Comptroller: Israel unprepared for future earthquakes

Lindenstrauss says report is "a red flag waving in front of" Netanyahu's government, Israel has not fixed "serious shortcomings."

Micha Lindenstrauss 311 (photo credit: Ariel Jerozolimski )
Micha Lindenstrauss 311
(photo credit: Ariel Jerozolimski )
Despite repeated warnings, the government has done little to prepare the country’s buildings and infrastructures for an earthquake of significant magnitude, which most experts believe could happen at any time, State Comptroller Micha Lindenstrauss said, in a scathing report he submitted to Knesset State Control Committee on Wednesday.
“Most earthquake experts believe that the occurrence of an earthquake, which will claim the lives of thousands and cause grievous damage to buildings and property, is nearly certain and that it will happen sooner or later. Therefore preparing for such a scenario must be a top national priority,” wrote Lindenstrauss in the report’s introduction.
“Unfortunately the State Comptroller’s Office has been warning for 20 years, in a long series of reports, about Israel’s failure to prepare itself for such an occurrence, but as this report found, serious deficiencies have not been corrected and in some cases have increased.”
The state comptroller described the report as “a red flag” waving before the Netanyahu government and urged the prime minister and the relevant ministers to take quick action and make up for lost time.
Lindenstrauss also warned about ignoring state comptroller’s reports, pointing to the Carmel Forest fire disaster as an example of what could happen if state comptroller recommendations went unheeded.
“In light of the dismal picture that arose from the report’s findings, and in light of the harsh results of the December 2010 forest fire that blazed in the Carmel, and in light of the fact that the unambiguous conclusions of previous reports were not implemented, there rises a concern that the treatment of this critical matter is a symptom of a system-wide flaw in decision-making and management on the national level, which may also occur in the treatment of other matters,” wrote Lindenstrauss.
The report submitted Wednesday, which Lindenstrauss said was the fifth to deal with earthquake preparedness, dealt mostly with the government’s failure to implement its own previous decisions regarding the strengthening of buildings and infrastructures.
The report highlighted cabinet decisions from 2001 and 2004 ordering the relevant ministries to see to it that any deficiencies were corrected, with Lindenstrauss determining that little had been done to follow through on the orders.
“In general it is fair to say that in the decade that has passed since the 2001 report, there has been no substantial improvement in the country’s preparedness for earthquakes, even though in the time that has lapsed significant progress, even if gradual, could have been made by earmarking modest annual budgets for this purpose,” read the report.
The report noted that in the case of a severe earthquake, many of the hospitals around the country and especially in the north, may topple, but added that hospital emergency rooms that were fortified following the Second Lebanon War, provided a partial solution to the problem.
The report found that despite prior warnings, the Environmental Protection Ministry had yet to complete implementation of its own conclusions regarding the handling of plants housing dangerous materials, especially in the Haifa Bay area. In the case of an earthquake, leakage from such plants could severely harm the public and the environment, the report said.
The report criticized the Housing and Construction Ministry for failing to begin fortifying residential buildings in the North, claiming they failed even to assign a budget for that purpose in 2009 and 2010.
The report determined that it was up to the Interior Ministry to establish a professional agency to supervise the construction of public buildings in accordance with earthquake safety standards and urged Interior Minister Eli Yishai to take care of the matter immediately.
The report also noted that the government incentive program to fortify residential buildings, Tama 38, did not provide enough of an incentive and had failed to achieve the desired results. Very few buildings have been strengthened under the program, because in most locations the cost of such fortification exceeds the financial incentives offered.

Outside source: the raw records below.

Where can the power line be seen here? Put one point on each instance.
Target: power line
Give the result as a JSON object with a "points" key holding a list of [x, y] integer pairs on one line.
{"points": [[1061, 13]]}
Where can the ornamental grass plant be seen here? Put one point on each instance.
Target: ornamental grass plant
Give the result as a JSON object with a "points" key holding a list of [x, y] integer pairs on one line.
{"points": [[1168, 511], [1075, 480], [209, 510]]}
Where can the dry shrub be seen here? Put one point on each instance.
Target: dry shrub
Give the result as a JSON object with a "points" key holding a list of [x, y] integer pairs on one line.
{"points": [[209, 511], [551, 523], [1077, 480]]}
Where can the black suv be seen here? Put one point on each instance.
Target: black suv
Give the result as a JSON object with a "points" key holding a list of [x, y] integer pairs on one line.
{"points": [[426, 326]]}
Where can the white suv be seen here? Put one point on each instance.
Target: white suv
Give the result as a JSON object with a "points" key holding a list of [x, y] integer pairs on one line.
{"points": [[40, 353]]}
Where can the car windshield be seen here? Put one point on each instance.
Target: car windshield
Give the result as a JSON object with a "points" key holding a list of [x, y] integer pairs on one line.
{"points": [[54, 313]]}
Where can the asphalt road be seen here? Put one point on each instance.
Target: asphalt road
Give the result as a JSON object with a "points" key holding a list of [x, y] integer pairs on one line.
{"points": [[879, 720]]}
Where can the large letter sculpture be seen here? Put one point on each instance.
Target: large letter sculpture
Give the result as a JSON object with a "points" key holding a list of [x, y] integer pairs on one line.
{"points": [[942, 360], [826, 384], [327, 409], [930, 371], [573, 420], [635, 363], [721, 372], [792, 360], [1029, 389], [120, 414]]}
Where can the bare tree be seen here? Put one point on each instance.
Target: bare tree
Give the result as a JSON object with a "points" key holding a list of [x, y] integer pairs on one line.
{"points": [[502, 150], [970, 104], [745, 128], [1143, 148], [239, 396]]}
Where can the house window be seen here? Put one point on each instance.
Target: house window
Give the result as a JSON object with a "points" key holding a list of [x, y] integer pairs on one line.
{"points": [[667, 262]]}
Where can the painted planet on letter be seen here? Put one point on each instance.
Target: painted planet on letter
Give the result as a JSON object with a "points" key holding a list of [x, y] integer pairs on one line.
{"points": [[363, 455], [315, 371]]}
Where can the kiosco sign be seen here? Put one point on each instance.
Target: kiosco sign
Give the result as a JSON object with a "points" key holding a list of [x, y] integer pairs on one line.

When it came to placing personal responsibility for the shortcomings, the report pointed to the minister who chairs the Ministerial Committee on Earthquake Preparedness, a job filled since January by Minister without Portfolio Bennie Begin and before that by National Infrastructure Minister Uzi Landau.
Other ministers held responsible included Prime Minister Binyamin Netanyahu, Finance Minister Yuval Steinitz, Welfare and Social Services Minister Moshe Kahlon, Education Minister Gideon Sa’ar, Internal Security Minister Yitzhak Aharonovitch and Housing and Construction Minister Ariel Attias. As health minister, the report noted, Netanyahu is also responsible for hospital preparedness.
The Interior Ministry said in response that the ministry was acting to strengthen buildings with the aid of the various planning instruments at its disposal, including providing professional instructions for implementing Tama 38, operating a website that provides information to the public and examining the need for plan updates.
The ministry claimed that even in places where it was financially worthwhile to participate in the Tama 38 incentive plan, the main obstacle was lack of public interest and awareness.
The Housing and Construction Ministry said in response to the report that it accepted its conclusions. They claimed that renovating buildings to withstand earthquakes depended on budgets, budgets that the Finance Ministry is not making available.
Bennie Begin could not be reached for comment.